Il problema dell’incontro mette alla prova la nostra capacità di capire-parlare-scambiare, perché la realtà è molto più ricca e complessa di quanto si pensi: è appunto la realtà.
È da essa che dobbiamo partire per acquisire saggezza che scaturisce anzitutto dall’esperienza.
 La saggezza non è da confondere con la sapienza, questa è troppo distante, né con la saccenza già troppo diffusa dai media, perché ciò che ci permette di capire e creare una relazione autentica con l’altro è la pratica, come dice Lucia Mastrodomenico è la conoscenza vissuta, la partecipazione di un “noi” che non è un noi generico, ma un “io” e un “tu” posti l’uno di fronte all’altro: un reciproco riconoscimento che non diventa mescolanza, bensì tolleranza, un’armonia che è tale perché composta da parti diverse, le quali solo insieme possono creare un equilibrio.
L’essere umano non può non cercare questo equilibrio, perché metterebbe in dubbio il suo stesso essere. Accogliere significa essere disposti ad ascoltare, a riconoscere nelle storie degli altri quei sentimenti, pensieri, quelle paure, speranze, quei silenzi che sono nella storia di ognuno.
Le differenze sociali, fisiche, culturali devono diventare il terreno su cui costruire relazioni nuove, basate sull’affettività, non sul profitto, perché solo la condivisione e la sincera confessione di sé all’altro possono creare vicinanza e innescare quel processo di emancipazione di chi vuole vivere con dignità i diritti fondamentali. Il pietismo e l’assistenzialismo restano pratiche vuote, non bastano, è necessario il coinvolgimento profondo con la storia dell’altro, perché scegliere di stare al fianco dei più deboli comporta anche un cambiamento di mentalità, superando i limiti del comune pensare, ricercando nel quotidiano i valori della solidarietà.
Dalle parole e dalle azioni di Lucia Mastrodomenico risulta chiara la convinzione che l’incontro tra culture è possibile, quando questo non è ridotto a mera assimilazione, quando l’incontro non è appiattimento o sfruttamento, piuttosto quando c’è scambio e si preserva a ogni costo la dignità umana.
E così mettendo insieme le sue riflessioni e le sue intenzioni diamo vita a un Decalogo della Pratica del fare insieme, affinché possa essere per i giovani d’ispirazione a una vita volta alla “pratica politica che vale la pena di  essere esercitata, perché il cambiamento della realtà può avvenire solo […] se ognuno di noi né è sempre più soggetto attivo”.

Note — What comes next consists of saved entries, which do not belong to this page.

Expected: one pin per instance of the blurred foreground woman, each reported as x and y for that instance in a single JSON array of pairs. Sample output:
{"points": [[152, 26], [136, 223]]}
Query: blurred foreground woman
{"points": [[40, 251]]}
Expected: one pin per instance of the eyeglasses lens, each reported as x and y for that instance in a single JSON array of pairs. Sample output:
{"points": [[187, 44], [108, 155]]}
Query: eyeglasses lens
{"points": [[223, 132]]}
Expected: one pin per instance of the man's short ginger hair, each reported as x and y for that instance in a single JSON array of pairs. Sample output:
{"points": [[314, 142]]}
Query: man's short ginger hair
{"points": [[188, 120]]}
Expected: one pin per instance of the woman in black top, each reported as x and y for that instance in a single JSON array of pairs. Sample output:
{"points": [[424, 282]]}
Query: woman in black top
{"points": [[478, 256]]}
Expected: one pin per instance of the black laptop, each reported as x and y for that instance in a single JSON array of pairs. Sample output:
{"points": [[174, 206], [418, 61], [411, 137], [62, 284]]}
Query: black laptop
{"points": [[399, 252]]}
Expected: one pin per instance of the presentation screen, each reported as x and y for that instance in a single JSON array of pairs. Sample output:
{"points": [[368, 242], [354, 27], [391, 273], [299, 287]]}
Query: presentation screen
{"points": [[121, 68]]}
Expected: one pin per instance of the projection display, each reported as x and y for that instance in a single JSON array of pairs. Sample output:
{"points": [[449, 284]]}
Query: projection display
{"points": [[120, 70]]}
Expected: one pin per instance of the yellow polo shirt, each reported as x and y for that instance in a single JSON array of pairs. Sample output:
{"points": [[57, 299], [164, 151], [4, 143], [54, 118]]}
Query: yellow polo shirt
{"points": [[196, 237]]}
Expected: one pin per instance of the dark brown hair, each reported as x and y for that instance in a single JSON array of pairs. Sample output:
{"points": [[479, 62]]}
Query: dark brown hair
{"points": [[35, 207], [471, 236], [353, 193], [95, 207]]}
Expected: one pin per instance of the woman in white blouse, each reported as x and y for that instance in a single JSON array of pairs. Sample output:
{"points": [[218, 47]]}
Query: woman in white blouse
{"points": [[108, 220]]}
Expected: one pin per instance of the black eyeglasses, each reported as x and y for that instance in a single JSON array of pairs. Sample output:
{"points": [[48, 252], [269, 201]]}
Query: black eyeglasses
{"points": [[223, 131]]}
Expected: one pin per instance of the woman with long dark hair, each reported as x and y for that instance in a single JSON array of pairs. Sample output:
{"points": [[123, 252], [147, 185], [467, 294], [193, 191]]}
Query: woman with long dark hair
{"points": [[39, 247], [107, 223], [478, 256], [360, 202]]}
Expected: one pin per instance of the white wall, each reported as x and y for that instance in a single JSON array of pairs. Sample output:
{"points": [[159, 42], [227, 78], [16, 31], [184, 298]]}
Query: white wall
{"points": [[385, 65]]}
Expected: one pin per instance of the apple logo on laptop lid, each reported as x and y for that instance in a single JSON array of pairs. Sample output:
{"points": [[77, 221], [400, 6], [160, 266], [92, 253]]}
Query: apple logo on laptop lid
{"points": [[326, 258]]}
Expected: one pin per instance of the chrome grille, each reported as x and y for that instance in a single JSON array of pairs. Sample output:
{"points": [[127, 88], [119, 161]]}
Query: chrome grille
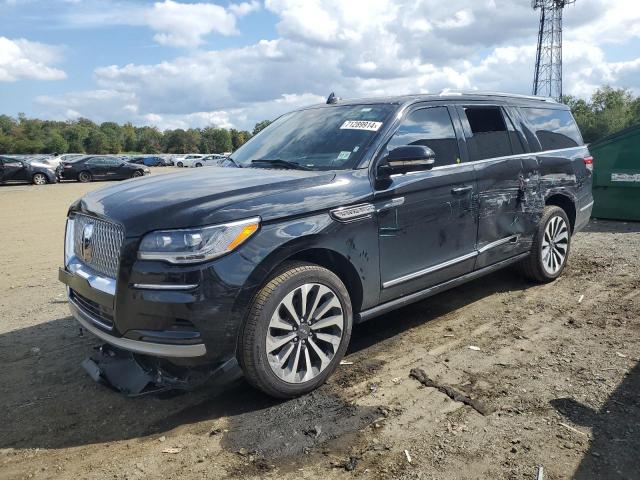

IL DECALOGO DELLA PRATICA DEL FARE INSIEME
ispirato da Lucia Mastrodomenico

1. Impariamo a essere responsabili, impegnandoci nella scelta di un’azione concreta, affidandoci non solo a norme di giustizia sociale, ma soprattutto alla nostra capacità di discernimento, per cogliere le grandezze e le miserie del mondo di cui siamo i custodi.

2. Attuiamo una  politica della relazione, rieduchiamo i nostri sentimenti affinché la segreta intelligenza del cuore possa conciliare tutte le lacerazioni e le distanze aperte dal dominio della sola ragione.

3. Diamo un respiro più ampio alla felicità, perché prima di essere un diritto, è un desiderio che appartiene a tutti e se la felicità non è collettiva, essa non può essere mai veramente di nessuno.

4. Riconosciamo che la vita che viviamo è una delle tante possibili e solo tessendo relazioni con gli altri, spogliandoci di ogni pregiudizio, possiamo arricchirci tutti delle nostre differenze.

5. Diamo fiducia, perché gli altri possano essere se stessi, senza vergognarsi delle proprie debolezze, perché se l’uno dice all’altro “puoi farcela”,  acquisti coraggio nella lotta e consola sapere che non si è soli.

6. Siamo devoti all’amore, perché c’insegna che i “confini sono tutte bugie” e se s’intende “fare mondo”, è necessario anche essere infedeli al passato, perché le conquiste accumulano eredità nel presente.

7. Non abbiamo la pretesa di capire tutto, decifriamo con umiltà le azioni e le parole di chi si ribella all’indifferenza e rivendica uno spazio di espressione e di autostima, perché ognuno è spinto dal desiderio di essere visto, ascoltato, riconosciuto dalle persone che ha intorno e che egli stesso riconosce.

8. Non siamo uguali tra noi, ma se stiamo insieme creiamo un “di più” da scambiare, cercando di valorizzare più il fare che il dire, perché attraverso gesti semplici e pieni di grazia la vita può rinascere.

9. Prendiamoci cura dell’umana presenza, accorgiamoci di quel particolare di poco conto, perché ci permette di spiegare la complessità di ciò che accade, come sanno fare i bambini e le bambine, che scartano il superfluo e sanno vedere l’essenziale.

10. Impariamo a intravedere i desideri per costruire con gli altri una cultura dello stare insieme, in cui il rispetto è meritato per quello che si è e quello che si fa nella “fecondità delle mutue differenze”.